Some pets seem to have the uncanny ability to predict future catastrophes. But is it real?
To pet owners, it comes as no surprise that cats and dogs have a few abilities superior to our own. Some have incredible sniffers, while others can hear the crinkle of a treat bag from a mile away and some even seem to detect their owners’ moods. Yet one uncanny ability has stumped humans for generations: the ability of pets to predict future catastrophe.
From many natural disasters, stories emerge of predictive pets who have “known” beforehand and alerted humans of impending disaster. Even the most level-headed person can’t help but wonder, “what’s going on here?”.
Most logical thinkers consider themselves above such hocus-pocus — that is, until their own dog predicts a hurricane or their tabby forewarns the family of an earthquake. Perhaps you’re fortunate enough to have realized this knack for foresight. Such was the case with author Cal Orey, whose dog and cat have now actually proven their abilities to predict earthquakes.

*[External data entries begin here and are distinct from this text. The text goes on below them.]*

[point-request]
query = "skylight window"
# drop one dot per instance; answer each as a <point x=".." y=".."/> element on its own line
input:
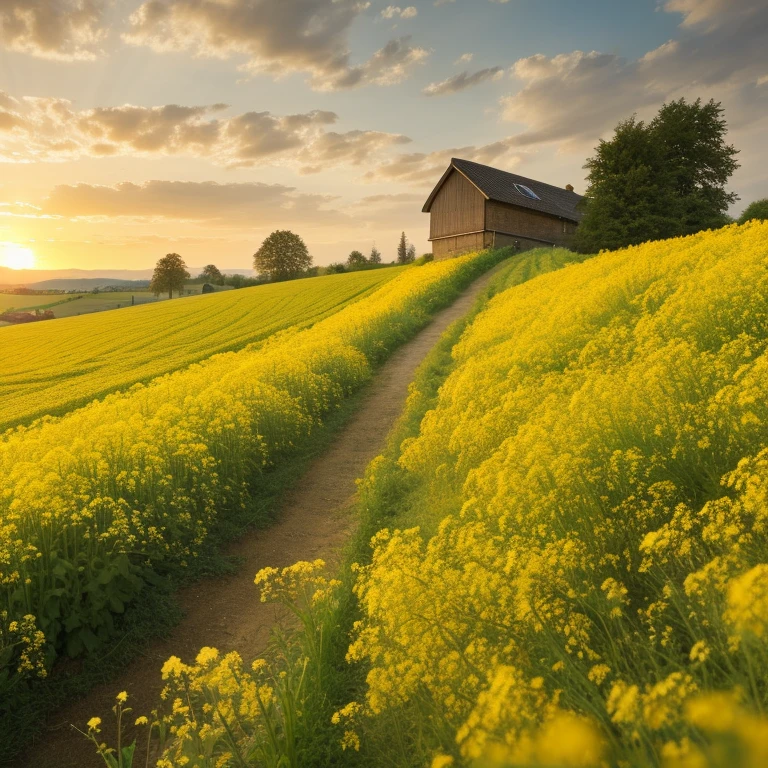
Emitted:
<point x="527" y="191"/>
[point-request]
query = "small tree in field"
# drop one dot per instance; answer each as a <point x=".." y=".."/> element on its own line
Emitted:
<point x="212" y="274"/>
<point x="402" y="250"/>
<point x="355" y="260"/>
<point x="282" y="256"/>
<point x="170" y="274"/>
<point x="757" y="210"/>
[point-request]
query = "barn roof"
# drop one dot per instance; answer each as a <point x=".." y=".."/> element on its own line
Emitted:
<point x="500" y="186"/>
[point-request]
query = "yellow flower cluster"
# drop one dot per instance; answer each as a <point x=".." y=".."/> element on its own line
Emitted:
<point x="92" y="501"/>
<point x="592" y="487"/>
<point x="222" y="713"/>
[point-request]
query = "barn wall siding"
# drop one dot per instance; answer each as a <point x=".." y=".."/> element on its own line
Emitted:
<point x="501" y="217"/>
<point x="459" y="208"/>
<point x="449" y="247"/>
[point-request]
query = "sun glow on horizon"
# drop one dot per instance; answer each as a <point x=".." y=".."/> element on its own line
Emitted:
<point x="16" y="256"/>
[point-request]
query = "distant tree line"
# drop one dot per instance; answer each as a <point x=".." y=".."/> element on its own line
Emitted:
<point x="659" y="179"/>
<point x="282" y="256"/>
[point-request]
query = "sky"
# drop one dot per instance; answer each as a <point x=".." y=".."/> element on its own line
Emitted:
<point x="134" y="128"/>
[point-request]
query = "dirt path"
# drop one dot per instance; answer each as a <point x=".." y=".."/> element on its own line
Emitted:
<point x="314" y="522"/>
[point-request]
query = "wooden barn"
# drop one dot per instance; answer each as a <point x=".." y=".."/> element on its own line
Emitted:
<point x="475" y="206"/>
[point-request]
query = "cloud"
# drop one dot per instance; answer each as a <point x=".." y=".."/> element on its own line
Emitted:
<point x="463" y="81"/>
<point x="212" y="203"/>
<point x="47" y="129"/>
<point x="395" y="12"/>
<point x="275" y="37"/>
<point x="21" y="210"/>
<point x="53" y="29"/>
<point x="424" y="169"/>
<point x="574" y="98"/>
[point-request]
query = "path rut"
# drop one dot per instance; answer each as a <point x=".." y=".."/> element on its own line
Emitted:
<point x="314" y="522"/>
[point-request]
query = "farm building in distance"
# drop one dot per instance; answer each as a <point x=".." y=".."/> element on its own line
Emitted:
<point x="475" y="207"/>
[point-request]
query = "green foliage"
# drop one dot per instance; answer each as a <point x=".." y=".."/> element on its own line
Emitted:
<point x="170" y="274"/>
<point x="757" y="210"/>
<point x="659" y="179"/>
<point x="694" y="153"/>
<point x="356" y="259"/>
<point x="403" y="254"/>
<point x="282" y="256"/>
<point x="212" y="274"/>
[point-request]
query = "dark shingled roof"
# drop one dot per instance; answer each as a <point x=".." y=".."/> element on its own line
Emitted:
<point x="500" y="186"/>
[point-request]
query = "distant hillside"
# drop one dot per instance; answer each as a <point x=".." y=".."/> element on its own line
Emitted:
<point x="87" y="284"/>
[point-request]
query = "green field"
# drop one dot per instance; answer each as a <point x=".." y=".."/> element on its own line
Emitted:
<point x="51" y="367"/>
<point x="12" y="301"/>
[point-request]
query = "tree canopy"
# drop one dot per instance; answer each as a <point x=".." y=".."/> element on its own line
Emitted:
<point x="659" y="179"/>
<point x="170" y="274"/>
<point x="282" y="256"/>
<point x="356" y="259"/>
<point x="212" y="274"/>
<point x="757" y="210"/>
<point x="405" y="255"/>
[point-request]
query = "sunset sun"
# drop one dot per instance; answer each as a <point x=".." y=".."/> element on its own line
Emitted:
<point x="16" y="256"/>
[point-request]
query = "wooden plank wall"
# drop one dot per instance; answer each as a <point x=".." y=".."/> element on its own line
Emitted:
<point x="526" y="223"/>
<point x="459" y="208"/>
<point x="454" y="246"/>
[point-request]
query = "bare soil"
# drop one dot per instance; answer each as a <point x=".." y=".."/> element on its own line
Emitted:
<point x="225" y="612"/>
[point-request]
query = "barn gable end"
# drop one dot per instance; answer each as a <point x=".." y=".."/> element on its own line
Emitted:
<point x="475" y="207"/>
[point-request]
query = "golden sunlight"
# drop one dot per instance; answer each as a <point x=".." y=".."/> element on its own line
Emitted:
<point x="16" y="256"/>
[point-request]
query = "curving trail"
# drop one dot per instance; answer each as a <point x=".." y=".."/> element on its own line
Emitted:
<point x="314" y="522"/>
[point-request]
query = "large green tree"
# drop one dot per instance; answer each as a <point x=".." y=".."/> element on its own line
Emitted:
<point x="170" y="274"/>
<point x="658" y="179"/>
<point x="282" y="256"/>
<point x="212" y="274"/>
<point x="356" y="259"/>
<point x="630" y="197"/>
<point x="695" y="153"/>
<point x="403" y="255"/>
<point x="757" y="210"/>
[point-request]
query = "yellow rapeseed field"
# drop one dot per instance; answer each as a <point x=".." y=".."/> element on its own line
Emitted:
<point x="91" y="504"/>
<point x="588" y="582"/>
<point x="49" y="368"/>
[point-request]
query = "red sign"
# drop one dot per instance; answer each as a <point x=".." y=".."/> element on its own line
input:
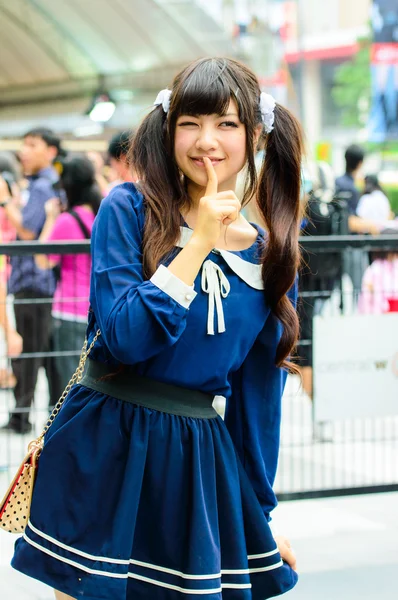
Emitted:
<point x="386" y="54"/>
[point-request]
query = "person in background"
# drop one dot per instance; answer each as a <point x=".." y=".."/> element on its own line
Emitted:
<point x="70" y="307"/>
<point x="8" y="184"/>
<point x="98" y="163"/>
<point x="379" y="293"/>
<point x="32" y="288"/>
<point x="118" y="157"/>
<point x="345" y="187"/>
<point x="374" y="204"/>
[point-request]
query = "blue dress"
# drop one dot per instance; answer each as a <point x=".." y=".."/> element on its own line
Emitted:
<point x="133" y="503"/>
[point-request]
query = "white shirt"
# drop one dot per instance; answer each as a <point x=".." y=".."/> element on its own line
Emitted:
<point x="374" y="206"/>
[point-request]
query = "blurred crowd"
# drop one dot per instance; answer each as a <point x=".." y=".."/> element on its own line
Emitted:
<point x="49" y="196"/>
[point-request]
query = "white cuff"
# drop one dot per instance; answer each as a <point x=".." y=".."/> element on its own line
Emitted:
<point x="173" y="286"/>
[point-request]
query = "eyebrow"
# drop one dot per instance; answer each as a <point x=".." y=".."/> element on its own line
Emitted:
<point x="219" y="116"/>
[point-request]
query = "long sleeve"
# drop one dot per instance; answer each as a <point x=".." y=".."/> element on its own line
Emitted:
<point x="138" y="318"/>
<point x="253" y="412"/>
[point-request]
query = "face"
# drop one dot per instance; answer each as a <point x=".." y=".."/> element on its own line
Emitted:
<point x="36" y="154"/>
<point x="221" y="138"/>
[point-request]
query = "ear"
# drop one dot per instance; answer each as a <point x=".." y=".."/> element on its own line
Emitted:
<point x="257" y="134"/>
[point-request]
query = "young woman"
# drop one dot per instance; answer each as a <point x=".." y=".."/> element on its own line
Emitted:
<point x="70" y="307"/>
<point x="143" y="490"/>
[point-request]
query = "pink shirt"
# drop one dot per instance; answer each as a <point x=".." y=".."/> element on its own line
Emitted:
<point x="379" y="287"/>
<point x="71" y="295"/>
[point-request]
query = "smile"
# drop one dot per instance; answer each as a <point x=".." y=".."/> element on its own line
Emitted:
<point x="198" y="161"/>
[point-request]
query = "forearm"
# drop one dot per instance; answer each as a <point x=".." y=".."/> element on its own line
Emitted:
<point x="187" y="264"/>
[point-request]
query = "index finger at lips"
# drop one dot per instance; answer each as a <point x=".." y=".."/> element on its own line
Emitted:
<point x="212" y="180"/>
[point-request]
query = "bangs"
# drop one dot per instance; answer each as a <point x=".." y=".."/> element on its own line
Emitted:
<point x="207" y="90"/>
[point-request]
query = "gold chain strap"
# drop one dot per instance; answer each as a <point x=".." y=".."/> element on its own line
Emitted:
<point x="76" y="377"/>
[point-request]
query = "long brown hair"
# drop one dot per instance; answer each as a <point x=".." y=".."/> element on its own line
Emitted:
<point x="206" y="87"/>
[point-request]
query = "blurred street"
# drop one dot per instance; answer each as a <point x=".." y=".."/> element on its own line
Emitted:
<point x="347" y="550"/>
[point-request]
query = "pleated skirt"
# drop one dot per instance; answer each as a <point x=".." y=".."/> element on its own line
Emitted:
<point x="142" y="496"/>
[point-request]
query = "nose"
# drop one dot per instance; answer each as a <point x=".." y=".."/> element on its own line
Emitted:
<point x="207" y="139"/>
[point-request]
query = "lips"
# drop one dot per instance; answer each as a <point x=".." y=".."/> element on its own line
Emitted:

In her book The Man Who Predicts Earthquakes, Orey concludes that while we can never prevent natural disasters, we can look to our animal friends for predictions and try to prepare for them.

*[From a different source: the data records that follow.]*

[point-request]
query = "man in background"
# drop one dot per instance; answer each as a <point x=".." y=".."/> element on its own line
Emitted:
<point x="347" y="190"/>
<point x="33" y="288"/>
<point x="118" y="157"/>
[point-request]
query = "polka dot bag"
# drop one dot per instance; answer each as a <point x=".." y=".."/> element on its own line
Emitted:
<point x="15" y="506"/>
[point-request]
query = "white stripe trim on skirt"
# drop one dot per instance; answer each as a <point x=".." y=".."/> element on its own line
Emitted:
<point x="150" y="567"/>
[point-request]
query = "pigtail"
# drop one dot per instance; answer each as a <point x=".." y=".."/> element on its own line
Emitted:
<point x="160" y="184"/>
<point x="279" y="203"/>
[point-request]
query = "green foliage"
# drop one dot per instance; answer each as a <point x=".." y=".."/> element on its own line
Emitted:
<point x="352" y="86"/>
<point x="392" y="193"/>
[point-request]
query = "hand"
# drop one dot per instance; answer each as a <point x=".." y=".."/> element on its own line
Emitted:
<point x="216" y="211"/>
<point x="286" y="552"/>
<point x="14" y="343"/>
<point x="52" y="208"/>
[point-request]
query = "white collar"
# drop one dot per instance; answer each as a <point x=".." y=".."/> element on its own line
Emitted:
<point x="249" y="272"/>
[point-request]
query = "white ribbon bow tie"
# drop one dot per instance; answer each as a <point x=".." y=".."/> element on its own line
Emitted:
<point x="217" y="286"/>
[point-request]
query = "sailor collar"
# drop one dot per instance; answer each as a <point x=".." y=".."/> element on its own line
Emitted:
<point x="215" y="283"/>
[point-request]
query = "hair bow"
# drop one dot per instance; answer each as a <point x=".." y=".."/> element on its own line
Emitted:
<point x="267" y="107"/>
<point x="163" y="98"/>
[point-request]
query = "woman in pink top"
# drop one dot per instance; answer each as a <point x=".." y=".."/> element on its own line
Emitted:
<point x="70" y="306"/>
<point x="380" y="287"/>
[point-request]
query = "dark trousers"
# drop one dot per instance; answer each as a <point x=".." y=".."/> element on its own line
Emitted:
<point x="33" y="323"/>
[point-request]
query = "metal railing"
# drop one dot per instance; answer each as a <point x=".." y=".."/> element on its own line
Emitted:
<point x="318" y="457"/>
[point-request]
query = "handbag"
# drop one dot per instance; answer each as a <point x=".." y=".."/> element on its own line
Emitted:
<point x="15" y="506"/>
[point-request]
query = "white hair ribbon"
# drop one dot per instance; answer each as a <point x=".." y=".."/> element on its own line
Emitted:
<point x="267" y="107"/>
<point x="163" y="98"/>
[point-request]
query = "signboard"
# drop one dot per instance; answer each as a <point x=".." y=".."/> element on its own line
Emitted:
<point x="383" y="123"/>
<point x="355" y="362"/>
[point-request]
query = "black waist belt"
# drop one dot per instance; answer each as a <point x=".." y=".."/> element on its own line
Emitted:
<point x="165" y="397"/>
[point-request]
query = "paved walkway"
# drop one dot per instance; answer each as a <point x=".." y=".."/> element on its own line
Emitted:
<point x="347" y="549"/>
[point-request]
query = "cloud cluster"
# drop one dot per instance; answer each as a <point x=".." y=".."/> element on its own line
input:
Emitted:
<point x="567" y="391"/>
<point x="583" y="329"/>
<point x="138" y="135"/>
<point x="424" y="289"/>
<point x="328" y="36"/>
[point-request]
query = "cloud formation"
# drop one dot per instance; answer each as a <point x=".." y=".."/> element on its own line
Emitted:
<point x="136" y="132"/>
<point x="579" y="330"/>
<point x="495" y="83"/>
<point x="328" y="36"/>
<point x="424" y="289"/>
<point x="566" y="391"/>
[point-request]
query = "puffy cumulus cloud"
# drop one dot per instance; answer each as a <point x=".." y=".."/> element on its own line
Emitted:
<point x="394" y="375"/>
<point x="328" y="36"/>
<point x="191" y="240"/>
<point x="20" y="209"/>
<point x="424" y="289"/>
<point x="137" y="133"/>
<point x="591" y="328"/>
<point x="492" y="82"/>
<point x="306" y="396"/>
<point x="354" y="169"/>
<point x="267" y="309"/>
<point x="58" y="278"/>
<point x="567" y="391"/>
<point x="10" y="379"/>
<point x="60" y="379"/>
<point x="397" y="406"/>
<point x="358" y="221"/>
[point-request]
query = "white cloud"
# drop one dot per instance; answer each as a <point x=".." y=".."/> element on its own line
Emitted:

At first, she was skeptical, like many of us. “I thought ‘Oh yeah, right.'” After compiling all of her research, she now says, “You can learn to familiarize yourself with animal warnings of an earthquake and be prepared before it strikes.”
What to Watch For
Before a natural disaster such as a tsunami, major hurricane, volcanic eruption, or earthquake, many animals may show signs of restlessness. Dogs tend to increase protective contact with their most loyal human friends just before a natural disaster, as well.

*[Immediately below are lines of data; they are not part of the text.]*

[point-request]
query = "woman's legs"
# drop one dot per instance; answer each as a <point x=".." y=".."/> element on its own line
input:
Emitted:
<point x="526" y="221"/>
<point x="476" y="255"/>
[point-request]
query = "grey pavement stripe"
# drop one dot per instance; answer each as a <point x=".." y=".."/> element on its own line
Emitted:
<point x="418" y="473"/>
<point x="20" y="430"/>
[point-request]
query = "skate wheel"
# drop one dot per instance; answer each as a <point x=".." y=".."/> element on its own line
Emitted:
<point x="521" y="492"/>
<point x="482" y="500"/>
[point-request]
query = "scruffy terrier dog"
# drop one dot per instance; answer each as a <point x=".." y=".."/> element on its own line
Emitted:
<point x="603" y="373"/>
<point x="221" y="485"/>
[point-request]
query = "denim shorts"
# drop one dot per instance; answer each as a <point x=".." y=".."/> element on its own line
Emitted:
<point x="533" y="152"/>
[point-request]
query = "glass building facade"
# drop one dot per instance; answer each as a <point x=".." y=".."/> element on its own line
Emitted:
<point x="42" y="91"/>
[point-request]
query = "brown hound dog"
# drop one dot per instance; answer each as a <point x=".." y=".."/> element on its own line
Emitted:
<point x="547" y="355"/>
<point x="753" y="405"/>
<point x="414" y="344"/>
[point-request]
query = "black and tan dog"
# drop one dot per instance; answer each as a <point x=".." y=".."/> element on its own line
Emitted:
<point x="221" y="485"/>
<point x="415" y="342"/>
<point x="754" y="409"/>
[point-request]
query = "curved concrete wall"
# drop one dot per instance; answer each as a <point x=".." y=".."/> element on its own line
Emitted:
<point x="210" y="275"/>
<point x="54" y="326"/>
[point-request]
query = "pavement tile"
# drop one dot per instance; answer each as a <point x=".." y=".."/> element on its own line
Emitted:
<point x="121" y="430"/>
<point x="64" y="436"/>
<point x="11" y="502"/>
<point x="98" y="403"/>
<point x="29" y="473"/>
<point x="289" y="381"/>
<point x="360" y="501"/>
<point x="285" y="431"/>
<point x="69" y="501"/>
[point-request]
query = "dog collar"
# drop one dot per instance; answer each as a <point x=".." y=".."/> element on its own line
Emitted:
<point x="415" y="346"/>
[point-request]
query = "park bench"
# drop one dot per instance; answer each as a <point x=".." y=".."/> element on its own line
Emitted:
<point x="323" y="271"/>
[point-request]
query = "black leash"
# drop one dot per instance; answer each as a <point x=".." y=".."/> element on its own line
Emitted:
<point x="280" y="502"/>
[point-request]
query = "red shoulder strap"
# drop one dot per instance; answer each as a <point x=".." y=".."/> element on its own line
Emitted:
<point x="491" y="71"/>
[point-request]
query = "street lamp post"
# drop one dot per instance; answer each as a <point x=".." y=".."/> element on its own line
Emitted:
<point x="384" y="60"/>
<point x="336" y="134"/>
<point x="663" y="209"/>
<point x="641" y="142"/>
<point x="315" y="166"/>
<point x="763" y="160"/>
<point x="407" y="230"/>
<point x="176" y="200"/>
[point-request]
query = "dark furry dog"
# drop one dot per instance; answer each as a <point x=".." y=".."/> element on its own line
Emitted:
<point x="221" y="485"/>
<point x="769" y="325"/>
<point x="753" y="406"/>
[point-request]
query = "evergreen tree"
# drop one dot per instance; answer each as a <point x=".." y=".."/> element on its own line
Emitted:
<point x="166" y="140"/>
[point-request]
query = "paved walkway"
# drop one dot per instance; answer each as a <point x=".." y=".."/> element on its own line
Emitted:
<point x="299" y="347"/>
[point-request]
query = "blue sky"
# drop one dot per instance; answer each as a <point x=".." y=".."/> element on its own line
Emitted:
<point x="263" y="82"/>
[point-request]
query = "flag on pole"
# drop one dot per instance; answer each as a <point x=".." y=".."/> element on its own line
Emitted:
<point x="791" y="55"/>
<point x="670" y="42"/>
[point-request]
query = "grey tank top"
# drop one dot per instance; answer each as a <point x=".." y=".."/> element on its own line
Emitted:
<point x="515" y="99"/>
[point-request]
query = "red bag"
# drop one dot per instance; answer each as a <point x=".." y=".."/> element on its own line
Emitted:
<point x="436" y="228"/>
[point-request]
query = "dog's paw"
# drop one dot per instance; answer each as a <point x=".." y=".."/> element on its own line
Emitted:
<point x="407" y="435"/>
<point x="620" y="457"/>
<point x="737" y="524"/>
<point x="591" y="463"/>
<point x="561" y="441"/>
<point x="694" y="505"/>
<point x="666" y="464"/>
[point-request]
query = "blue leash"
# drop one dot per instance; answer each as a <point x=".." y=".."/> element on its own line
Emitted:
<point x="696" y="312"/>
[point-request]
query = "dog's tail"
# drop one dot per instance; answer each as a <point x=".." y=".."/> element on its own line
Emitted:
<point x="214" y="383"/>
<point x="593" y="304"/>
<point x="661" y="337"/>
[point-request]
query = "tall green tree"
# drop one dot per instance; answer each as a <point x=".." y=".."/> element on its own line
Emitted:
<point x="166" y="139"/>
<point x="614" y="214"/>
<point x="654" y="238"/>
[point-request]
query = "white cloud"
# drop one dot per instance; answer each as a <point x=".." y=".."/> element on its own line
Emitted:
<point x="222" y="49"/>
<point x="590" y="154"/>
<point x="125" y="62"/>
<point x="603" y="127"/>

Cats, however, have a tendency to bolt. While they still may hide and meow, our felines will most likely look frantically for an escape from the indoors before a natural disaster strikes.
“They Knew. I Don’t Know How, but They Just Knew.”
Consider the number of eyewitness accounts that testify to the remarkable signals our predictive pets can provide. On April 27, 2011, Kelly Sumerel of Danville, Alabama, noticed her dog acting peculiar. She told AllAlabama.com, “It was the strangest thing I think I’ve ever seen because she actually seemed totally freaked out by something. She couldn’t be still and whined constantly.” Hours later, a tornado ripped through their community, leveling buildings and changing lives forever.